What Is Serial Casting?

Medically Reviewed by Nayana Ambardekar, MD on March 13, 2022
4 min read

If your child has a joint that can’t flex or extend as far as it should, that might be because one of the muscles connected to it is too short or tight. Your doctor may recommend putting a series of casts on the joint. Each one would turn the joint a little farther in the direction it needs to go.

You may hear this technique called serial casting, and doctors mainly use it on wrists and ankles. It might help your child walk better or gain better use of their hands and arms.

Serial casting can sometimes help adults, too.

The first cast holds the joint in a position where it stretches the muscle just a little. A week or so later, your child’s medical team puts a new cast on them. This one turns the joint a little more, so that it pulls the muscle farther. Each week, a fresh cast increases the stretch.

When the muscle gets stretched over a period of weeks, it adds cells that make it longer and more flexible.

How long this takes depends on how much the muscle needs to expand. The average time is around 4 to 6 weeks. If your child needs serial casting because of a condition that affects their nerves, they might need more than one round of it.

Sometimes, people also get shots of Botox, a muscle-relaxing medication, to target the muscle that’s getting stretched.

Serial casting can benefit kids affected by:

Serial casting may also help adults whose muscles have tightened after a brain injury. The process has helped people get more motion in their elbows, wrists, knees, and ankles. For them, switching the casts every few days works better than waiting a whole week each time.

Each cast is made of fiberglass. Cotton and padding go between it and your child’s skin.

It could take around an hour to put on the cast. The medical team may need around double that time if they also give your child a shot of Botox.

If the cast goes on your child’s foot, they may also get a special sock and shoe to help them walk. But they’ll have to wait at least 2 hours after they get the cast before they put their weight on it.

When the time comes to take off a cast, the doctor will probably use a tool with a blade that vibrates quickly back and forth. Your child should only feel a tickling sensation and a little warmth.

Some casts are so easy to remove that the medical team may ask you to take off each one just before you bring your child back for the next one.

Serial casting comes with both advantages and challenges. The pluses are:

  • It spares your child from having an operation.
  • The casts don’t cause pain.
  • It can be repeated if need be.

The challenges:

  • It takes several weeks.
  • Some muscles may get weaker for a while.
  • You and your child have to be very careful not to get the cast wet.

Your child may need a little time to get used to the weight and bulk of the cast.
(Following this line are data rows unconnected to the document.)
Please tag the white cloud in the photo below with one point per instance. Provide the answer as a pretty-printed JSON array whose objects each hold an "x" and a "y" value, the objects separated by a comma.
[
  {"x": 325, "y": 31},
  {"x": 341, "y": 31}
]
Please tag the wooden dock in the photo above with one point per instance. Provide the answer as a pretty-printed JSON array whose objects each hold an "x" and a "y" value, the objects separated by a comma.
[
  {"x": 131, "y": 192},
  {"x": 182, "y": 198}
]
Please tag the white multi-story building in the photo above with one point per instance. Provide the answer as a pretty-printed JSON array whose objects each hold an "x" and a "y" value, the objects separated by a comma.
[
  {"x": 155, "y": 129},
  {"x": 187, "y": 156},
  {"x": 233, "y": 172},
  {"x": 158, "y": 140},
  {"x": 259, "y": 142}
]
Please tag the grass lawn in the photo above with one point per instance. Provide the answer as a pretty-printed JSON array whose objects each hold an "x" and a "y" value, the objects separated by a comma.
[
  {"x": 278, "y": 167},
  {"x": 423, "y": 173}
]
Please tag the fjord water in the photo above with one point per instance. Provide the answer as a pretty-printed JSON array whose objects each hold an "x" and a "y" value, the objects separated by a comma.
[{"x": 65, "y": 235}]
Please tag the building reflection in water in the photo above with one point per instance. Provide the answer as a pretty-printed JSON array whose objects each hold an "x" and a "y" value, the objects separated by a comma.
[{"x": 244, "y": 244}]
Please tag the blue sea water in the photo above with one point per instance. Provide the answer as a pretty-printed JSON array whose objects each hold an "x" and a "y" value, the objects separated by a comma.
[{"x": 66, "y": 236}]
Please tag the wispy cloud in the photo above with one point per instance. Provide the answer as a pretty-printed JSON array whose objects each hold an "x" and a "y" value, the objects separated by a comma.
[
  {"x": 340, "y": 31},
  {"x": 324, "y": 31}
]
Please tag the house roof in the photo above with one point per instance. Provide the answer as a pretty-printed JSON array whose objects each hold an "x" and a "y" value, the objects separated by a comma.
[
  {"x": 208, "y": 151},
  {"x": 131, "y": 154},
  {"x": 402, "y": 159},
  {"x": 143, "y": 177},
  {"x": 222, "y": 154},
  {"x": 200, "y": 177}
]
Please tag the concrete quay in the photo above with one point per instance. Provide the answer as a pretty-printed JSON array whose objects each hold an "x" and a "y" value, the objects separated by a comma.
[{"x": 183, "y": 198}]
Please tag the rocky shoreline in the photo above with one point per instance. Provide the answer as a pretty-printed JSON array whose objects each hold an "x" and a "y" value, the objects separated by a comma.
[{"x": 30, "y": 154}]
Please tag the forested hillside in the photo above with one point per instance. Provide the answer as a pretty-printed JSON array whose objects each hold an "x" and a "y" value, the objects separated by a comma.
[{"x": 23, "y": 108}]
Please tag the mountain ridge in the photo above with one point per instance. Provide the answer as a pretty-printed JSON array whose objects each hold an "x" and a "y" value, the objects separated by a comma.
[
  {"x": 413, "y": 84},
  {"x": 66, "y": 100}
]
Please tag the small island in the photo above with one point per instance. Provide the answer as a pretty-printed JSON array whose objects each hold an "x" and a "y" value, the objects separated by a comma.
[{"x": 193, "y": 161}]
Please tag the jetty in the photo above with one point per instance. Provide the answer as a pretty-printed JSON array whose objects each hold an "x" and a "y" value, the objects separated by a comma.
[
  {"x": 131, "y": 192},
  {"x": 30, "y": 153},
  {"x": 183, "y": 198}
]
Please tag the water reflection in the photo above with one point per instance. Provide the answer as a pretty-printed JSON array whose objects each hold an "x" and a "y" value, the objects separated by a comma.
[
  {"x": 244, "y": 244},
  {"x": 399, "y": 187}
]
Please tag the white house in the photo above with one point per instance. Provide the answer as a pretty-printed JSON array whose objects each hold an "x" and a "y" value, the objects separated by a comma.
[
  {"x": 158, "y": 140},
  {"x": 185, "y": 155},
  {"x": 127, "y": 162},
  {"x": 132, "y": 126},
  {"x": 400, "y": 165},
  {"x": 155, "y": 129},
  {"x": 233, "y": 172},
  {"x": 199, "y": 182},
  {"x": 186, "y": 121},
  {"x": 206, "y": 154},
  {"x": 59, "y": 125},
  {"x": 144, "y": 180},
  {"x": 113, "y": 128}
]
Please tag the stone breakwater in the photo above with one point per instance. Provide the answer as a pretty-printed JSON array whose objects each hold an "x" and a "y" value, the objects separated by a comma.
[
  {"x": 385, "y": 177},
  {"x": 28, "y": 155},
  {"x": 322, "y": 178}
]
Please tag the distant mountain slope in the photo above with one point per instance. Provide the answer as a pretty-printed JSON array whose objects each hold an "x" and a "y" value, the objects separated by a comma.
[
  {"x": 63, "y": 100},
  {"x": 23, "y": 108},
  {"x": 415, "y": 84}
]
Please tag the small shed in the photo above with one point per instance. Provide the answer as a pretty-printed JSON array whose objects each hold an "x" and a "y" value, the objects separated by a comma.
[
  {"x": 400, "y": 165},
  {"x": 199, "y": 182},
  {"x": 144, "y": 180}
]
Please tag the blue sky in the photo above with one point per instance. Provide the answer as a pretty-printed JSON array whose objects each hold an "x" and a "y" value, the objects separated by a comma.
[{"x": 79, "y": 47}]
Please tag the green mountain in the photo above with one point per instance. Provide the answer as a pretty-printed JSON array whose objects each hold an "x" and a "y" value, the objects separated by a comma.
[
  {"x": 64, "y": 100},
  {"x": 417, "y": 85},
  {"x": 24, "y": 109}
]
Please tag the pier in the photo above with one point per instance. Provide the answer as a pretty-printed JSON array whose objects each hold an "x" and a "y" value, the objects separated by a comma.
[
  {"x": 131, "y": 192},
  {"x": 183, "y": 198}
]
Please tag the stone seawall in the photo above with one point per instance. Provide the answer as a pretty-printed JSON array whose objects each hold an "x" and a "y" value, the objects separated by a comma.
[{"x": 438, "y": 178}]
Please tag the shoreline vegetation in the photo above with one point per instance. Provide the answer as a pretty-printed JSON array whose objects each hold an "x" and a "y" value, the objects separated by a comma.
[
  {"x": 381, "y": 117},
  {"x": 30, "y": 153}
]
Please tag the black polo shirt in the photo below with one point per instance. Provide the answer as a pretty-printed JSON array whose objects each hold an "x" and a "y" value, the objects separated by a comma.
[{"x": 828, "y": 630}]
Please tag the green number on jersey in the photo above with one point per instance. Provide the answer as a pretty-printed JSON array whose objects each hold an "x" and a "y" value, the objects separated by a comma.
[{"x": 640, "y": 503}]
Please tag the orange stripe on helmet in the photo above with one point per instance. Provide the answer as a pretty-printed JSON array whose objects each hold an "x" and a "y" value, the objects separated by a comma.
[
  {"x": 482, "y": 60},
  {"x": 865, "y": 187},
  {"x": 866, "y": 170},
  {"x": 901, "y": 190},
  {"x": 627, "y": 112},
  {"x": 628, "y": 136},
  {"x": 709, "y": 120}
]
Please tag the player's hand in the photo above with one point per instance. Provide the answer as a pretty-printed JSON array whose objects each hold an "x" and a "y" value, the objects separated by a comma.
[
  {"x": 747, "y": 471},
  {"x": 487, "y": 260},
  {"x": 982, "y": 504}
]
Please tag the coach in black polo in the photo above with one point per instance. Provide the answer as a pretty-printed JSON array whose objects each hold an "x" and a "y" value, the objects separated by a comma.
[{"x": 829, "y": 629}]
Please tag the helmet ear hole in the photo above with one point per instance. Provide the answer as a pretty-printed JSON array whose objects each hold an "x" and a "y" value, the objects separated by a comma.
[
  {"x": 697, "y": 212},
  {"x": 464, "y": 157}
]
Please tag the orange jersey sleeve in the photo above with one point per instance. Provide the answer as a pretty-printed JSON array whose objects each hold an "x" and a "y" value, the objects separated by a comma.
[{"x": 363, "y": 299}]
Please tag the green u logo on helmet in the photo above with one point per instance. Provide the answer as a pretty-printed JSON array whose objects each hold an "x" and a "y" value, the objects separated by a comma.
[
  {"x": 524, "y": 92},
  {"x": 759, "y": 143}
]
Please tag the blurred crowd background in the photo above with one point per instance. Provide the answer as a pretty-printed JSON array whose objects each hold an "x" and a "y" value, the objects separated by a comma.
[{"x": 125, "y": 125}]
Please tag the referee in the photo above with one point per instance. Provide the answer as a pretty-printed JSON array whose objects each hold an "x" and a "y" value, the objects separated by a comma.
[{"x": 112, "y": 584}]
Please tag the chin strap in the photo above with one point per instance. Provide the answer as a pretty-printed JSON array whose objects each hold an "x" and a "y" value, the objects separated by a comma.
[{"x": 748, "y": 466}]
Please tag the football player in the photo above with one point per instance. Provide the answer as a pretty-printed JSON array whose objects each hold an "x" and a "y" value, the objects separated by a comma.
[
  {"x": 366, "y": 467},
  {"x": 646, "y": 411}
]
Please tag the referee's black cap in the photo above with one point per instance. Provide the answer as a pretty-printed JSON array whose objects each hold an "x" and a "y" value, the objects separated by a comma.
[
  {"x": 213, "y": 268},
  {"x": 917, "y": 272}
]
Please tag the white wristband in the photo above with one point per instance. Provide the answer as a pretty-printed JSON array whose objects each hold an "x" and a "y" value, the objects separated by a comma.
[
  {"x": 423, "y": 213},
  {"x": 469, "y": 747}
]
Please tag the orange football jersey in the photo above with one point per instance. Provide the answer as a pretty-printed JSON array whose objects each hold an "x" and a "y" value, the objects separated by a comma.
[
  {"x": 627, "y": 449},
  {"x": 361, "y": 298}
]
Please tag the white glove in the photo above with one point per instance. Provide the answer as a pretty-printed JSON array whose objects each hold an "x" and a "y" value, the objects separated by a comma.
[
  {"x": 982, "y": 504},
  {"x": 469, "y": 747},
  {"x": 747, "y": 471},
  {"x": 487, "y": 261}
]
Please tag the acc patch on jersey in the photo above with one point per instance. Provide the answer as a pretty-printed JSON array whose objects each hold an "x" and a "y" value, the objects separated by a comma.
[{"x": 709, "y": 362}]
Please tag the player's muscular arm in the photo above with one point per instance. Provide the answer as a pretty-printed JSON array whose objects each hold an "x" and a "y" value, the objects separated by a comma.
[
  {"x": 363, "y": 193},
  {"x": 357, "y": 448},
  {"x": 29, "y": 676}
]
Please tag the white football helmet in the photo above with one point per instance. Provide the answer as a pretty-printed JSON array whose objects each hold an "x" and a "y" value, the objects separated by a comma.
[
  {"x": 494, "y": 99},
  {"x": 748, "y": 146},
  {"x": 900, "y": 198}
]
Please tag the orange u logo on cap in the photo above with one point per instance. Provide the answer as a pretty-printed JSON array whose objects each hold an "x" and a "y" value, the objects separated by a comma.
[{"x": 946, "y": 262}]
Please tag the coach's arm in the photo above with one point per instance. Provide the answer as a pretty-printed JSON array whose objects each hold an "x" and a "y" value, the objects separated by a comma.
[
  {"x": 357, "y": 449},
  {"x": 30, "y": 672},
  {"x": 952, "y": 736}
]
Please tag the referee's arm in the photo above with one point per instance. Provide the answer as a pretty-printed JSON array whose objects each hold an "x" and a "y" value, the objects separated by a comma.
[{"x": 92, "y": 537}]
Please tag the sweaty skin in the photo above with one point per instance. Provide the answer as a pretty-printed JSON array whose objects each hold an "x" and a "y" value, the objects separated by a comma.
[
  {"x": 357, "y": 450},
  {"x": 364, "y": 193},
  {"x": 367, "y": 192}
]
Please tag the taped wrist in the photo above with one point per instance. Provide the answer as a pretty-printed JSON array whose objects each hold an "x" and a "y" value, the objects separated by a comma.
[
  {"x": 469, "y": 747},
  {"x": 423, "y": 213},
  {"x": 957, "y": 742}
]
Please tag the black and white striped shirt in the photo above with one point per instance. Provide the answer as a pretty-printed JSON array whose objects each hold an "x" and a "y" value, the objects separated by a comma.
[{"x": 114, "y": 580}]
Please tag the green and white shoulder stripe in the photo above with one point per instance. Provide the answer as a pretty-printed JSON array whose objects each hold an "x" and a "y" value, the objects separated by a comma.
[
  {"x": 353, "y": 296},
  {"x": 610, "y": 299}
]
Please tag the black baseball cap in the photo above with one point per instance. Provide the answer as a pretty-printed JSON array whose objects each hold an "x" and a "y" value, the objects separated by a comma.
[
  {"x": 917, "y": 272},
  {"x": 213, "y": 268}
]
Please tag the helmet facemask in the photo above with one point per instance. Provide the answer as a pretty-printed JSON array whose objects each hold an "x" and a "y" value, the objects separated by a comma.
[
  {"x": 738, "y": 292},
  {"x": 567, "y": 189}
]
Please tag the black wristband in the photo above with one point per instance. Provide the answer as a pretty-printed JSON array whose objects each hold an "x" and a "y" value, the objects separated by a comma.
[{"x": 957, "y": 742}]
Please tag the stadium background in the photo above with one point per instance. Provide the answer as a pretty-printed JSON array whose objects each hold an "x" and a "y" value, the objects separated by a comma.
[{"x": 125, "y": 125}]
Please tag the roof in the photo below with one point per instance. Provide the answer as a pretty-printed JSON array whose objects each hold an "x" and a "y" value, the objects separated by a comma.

But they can walk around, go to school, and do their regular activities. It’s good for them to stay active.

Meanwhile, keep these things in mind:

The cast must stay dry. This is the most important of all. If the lining gets wet, it can blister or irritate your child’s skin. When it’s time for a bath, they could take sponge baths, or else hold the cast outside the tub. Or before they get in the tub, wrap the cast in plastic wrap, then put a plastic bag over that, then another layer of plastic wrap.

Don’t try to scratch. The cast is snug and warm, and it doesn’t let dead skin cells fall away. So your child will probably itch sometimes underneath it.

Never stick anything into the cast to scratch. Instead, try to keep that part of your child’s body dry and cool. An ice pack or fan might help. Or you could put a hair dryer on the cool setting and blow air into the cast. If the itching is bad, you could ask your doctor if it’s OK to try an over-the-counter medicine like Benadryl.

Keep dirt out. When your child is outdoors or being active, slip a sock over the cast for protection.

Be ready for soreness. Your child might get sore from going around with the extra weight and bulk of the cast. An over-the-counter pain reliever like acetaminophen or ibuprofen (Advil, Motrin, Nuprin) could help.

The treatment might not be over, but different.

Your child may need to use a brace or splint. The medical team may give them a removable cast to wear at night.

Also, your child will probably need to get physical therapy. If the therapist gives them exercises to do at home, encourage them to stick with them. If they need to get used to their new and better way of walking, their physical therapy may last several months.